RRP-Voice Dataset Tracks Rare Laryngeal Disease with 10-Year Voice Recordings
First longitudinal voice dataset for RRP detection tracks patients for up to a decade.
Researchers from multiple institutions have released RRP-Voice, the first longitudinal dataset for detecting Recurrent Respiratory Papillomatosis (RRP), an HPV-induced laryngeal disease. The dataset comprises voice recordings from 26 patients tracked over up to ten years, pairing sustained vowels with sentence-level utterances. Each session is annotated by otolaryngologists and confirmed synchronously with laryngoscopy, ensuring accurate labeling of disease recurrence and post-surgical remission states.
The accompanying benchmark evaluates multiple approaches: handcrafted features, end-to-end deep networks, self-supervised pretrained models (e.g., wav2vec 2.0, HuBERT), and recent audio large language models. Under session-level cross-validation with patient-level audit, results demonstrate that the discriminative signal reflects laryngoscopic disease state rather than stable speaker identity. This work lays a foundation for rare longitudinal pathological voice tasks in low-resource clinical settings, enabling continuous voice monitoring for RRP patients.

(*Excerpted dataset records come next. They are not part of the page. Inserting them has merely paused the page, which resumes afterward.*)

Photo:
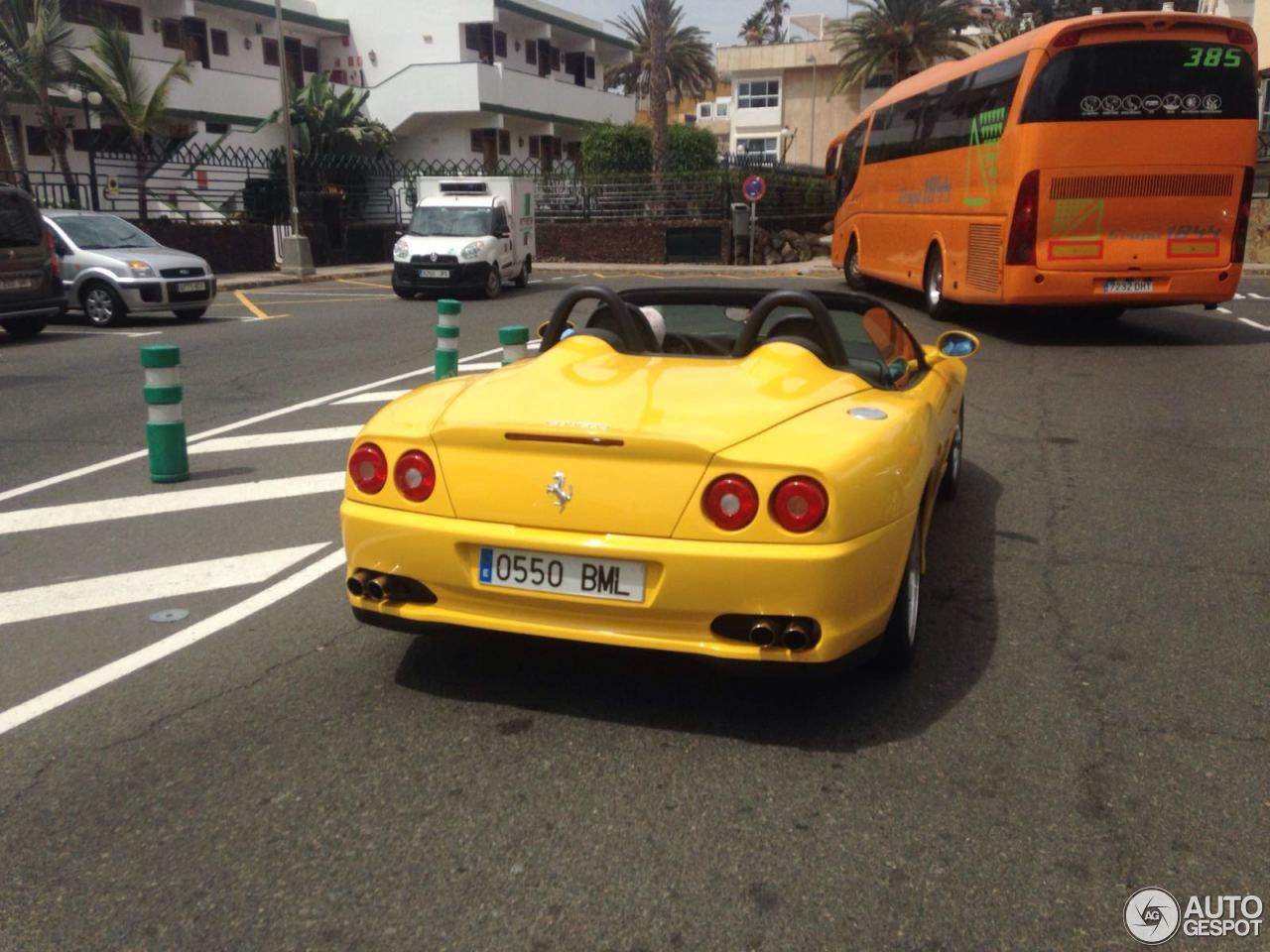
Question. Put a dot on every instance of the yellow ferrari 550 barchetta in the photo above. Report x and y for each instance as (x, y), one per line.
(730, 472)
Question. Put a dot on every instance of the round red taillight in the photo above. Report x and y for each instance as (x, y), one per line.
(368, 468)
(730, 502)
(414, 475)
(799, 504)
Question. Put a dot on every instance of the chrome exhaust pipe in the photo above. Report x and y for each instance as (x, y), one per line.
(762, 634)
(797, 636)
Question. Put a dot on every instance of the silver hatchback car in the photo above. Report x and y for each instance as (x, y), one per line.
(111, 270)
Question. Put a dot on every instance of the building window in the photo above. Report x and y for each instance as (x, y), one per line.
(758, 94)
(172, 35)
(37, 143)
(762, 149)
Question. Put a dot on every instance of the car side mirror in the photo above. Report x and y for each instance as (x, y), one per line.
(956, 343)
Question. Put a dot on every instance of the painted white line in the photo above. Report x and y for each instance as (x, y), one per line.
(261, 440)
(128, 588)
(155, 503)
(227, 428)
(375, 397)
(86, 683)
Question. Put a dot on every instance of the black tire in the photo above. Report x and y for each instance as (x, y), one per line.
(102, 304)
(952, 474)
(23, 329)
(494, 282)
(938, 304)
(851, 268)
(899, 640)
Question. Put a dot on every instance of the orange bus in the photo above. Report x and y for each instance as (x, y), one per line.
(1102, 162)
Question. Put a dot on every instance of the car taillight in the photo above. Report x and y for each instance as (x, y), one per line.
(414, 475)
(1021, 246)
(1241, 221)
(730, 502)
(799, 504)
(368, 468)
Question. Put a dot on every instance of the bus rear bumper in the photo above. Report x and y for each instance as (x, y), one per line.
(1202, 286)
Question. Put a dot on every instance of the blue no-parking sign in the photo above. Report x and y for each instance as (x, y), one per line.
(754, 188)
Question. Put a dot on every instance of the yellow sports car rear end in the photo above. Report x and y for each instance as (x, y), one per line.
(760, 506)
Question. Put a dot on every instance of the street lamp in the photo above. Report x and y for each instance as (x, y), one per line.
(90, 98)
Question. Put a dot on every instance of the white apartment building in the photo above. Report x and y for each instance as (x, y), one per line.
(485, 79)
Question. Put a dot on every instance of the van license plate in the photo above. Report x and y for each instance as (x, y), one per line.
(1141, 286)
(567, 575)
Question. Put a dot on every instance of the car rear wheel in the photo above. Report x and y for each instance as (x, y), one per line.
(23, 329)
(938, 306)
(851, 268)
(494, 282)
(102, 304)
(952, 474)
(899, 640)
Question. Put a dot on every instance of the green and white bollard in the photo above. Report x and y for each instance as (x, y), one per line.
(516, 343)
(166, 430)
(445, 363)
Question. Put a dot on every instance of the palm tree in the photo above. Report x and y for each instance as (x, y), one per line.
(140, 111)
(325, 122)
(898, 37)
(35, 60)
(689, 62)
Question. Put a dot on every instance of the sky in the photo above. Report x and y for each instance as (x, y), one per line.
(720, 19)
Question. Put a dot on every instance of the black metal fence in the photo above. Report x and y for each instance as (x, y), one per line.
(206, 184)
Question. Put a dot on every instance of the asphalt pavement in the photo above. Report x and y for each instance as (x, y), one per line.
(200, 749)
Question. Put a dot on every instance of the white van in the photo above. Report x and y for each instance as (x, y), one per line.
(468, 234)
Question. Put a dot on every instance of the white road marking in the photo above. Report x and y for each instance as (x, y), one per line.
(128, 588)
(375, 397)
(175, 502)
(86, 683)
(227, 428)
(290, 438)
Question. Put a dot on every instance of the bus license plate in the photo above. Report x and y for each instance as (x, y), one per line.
(1141, 286)
(567, 575)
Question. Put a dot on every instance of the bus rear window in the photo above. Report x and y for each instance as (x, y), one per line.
(1144, 80)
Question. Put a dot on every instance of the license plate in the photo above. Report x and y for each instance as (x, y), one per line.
(567, 575)
(1141, 286)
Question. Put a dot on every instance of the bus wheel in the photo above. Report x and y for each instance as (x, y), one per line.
(938, 306)
(851, 268)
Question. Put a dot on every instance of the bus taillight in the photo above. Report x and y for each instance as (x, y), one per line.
(1241, 221)
(1021, 246)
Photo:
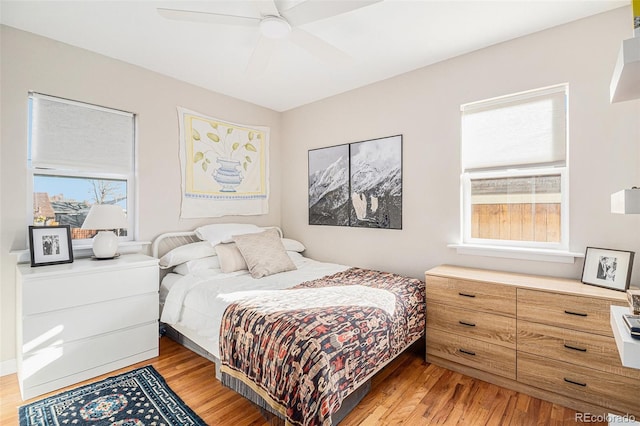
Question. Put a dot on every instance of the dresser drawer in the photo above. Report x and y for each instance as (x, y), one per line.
(575, 312)
(474, 353)
(76, 323)
(63, 291)
(575, 347)
(49, 364)
(604, 389)
(479, 325)
(473, 295)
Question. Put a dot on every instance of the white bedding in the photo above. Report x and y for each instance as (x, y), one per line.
(198, 300)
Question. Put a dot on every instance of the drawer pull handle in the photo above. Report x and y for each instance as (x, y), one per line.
(575, 348)
(575, 383)
(466, 294)
(575, 313)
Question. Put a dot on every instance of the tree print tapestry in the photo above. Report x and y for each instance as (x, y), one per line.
(225, 168)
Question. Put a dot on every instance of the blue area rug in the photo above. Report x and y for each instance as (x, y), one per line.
(139, 397)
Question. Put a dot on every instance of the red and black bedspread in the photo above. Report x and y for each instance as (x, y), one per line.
(302, 363)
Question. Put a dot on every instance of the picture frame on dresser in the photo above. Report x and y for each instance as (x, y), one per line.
(50, 245)
(608, 268)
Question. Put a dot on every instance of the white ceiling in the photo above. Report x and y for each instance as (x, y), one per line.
(383, 40)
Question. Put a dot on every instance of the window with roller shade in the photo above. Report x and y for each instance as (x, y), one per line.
(79, 155)
(515, 170)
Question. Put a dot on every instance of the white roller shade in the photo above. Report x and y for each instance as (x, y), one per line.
(523, 129)
(74, 136)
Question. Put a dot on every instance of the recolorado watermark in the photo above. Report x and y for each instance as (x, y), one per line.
(602, 418)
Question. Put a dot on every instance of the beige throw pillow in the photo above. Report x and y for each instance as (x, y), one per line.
(230, 258)
(264, 253)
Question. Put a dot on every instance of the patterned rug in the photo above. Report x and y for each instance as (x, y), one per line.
(139, 397)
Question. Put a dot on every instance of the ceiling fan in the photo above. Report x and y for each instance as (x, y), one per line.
(276, 21)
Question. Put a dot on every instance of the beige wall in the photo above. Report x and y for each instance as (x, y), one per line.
(424, 106)
(34, 63)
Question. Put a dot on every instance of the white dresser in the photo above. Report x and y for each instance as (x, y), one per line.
(79, 320)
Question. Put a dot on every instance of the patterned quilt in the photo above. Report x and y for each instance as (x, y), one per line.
(302, 363)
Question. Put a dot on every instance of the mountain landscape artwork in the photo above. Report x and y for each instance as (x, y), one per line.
(376, 183)
(357, 184)
(329, 186)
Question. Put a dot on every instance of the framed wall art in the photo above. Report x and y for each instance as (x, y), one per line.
(50, 245)
(357, 184)
(607, 268)
(329, 186)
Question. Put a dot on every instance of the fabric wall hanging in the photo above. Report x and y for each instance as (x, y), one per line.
(225, 167)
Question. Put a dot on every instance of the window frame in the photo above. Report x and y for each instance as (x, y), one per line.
(130, 178)
(466, 202)
(516, 170)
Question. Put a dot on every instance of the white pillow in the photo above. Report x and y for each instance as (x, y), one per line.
(230, 258)
(210, 262)
(293, 245)
(186, 252)
(217, 233)
(264, 253)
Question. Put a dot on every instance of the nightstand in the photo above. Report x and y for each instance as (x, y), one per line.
(79, 320)
(628, 347)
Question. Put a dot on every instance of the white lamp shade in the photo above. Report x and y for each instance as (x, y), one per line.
(105, 216)
(626, 201)
(105, 245)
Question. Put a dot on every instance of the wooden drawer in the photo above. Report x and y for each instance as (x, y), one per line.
(46, 329)
(474, 353)
(473, 295)
(483, 326)
(63, 291)
(575, 347)
(575, 312)
(607, 390)
(49, 364)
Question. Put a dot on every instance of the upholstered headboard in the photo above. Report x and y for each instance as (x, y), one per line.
(170, 240)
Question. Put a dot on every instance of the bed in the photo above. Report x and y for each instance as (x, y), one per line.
(298, 337)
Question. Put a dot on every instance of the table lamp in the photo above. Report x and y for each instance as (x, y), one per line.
(105, 218)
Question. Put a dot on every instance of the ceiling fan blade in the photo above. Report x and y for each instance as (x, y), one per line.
(319, 48)
(314, 10)
(260, 56)
(206, 17)
(266, 7)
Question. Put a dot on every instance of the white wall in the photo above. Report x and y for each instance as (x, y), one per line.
(30, 62)
(424, 106)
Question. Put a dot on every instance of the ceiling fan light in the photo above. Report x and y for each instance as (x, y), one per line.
(274, 27)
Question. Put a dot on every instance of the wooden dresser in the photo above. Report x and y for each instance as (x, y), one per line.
(548, 337)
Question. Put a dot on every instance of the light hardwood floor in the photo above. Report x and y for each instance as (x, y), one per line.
(408, 391)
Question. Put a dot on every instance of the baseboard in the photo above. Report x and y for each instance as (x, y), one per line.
(8, 367)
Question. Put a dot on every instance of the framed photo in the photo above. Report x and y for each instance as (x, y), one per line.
(50, 245)
(608, 268)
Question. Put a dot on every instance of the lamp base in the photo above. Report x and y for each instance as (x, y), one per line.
(105, 245)
(117, 255)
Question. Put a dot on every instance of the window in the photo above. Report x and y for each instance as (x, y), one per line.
(514, 170)
(79, 155)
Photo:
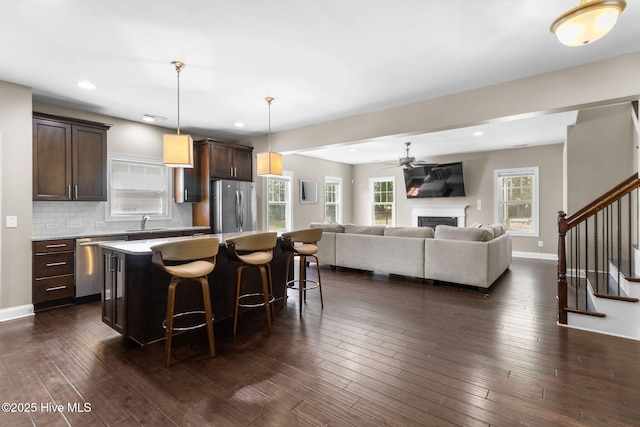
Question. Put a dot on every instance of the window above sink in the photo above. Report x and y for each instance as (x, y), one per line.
(137, 187)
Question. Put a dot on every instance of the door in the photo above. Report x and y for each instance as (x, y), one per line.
(89, 163)
(51, 160)
(247, 214)
(226, 202)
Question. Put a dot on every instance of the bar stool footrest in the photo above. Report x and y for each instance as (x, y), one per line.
(291, 285)
(258, 304)
(186, 328)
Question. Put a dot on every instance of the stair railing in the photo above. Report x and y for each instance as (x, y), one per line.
(590, 242)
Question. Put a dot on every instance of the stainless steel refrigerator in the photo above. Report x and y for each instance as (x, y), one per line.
(233, 206)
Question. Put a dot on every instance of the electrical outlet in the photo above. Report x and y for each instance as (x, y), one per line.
(11, 221)
(74, 223)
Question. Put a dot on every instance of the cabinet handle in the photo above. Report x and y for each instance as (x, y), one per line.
(55, 264)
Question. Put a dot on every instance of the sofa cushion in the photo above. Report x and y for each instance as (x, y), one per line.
(333, 228)
(463, 233)
(420, 232)
(374, 230)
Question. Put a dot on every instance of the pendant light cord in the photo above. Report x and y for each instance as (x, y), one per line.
(179, 65)
(269, 100)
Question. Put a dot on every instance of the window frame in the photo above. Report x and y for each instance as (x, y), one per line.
(332, 180)
(535, 203)
(287, 177)
(167, 189)
(372, 202)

- First longitudinal voice dataset for RRP, covering 26 patients across up to 10 years of follow-up
- Dataset pairs sustained vowels with sentence-level speech, annotated via laryngoscopy-confirmed disease state
- Benchmark evaluates 4 model classes: handcrafted features, deep nets, self-supervised, and audio LLMs
Why It Matters
Enables continuous voice monitoring for RRP, potentially reducing invasive laryngoscopy frequency for patients.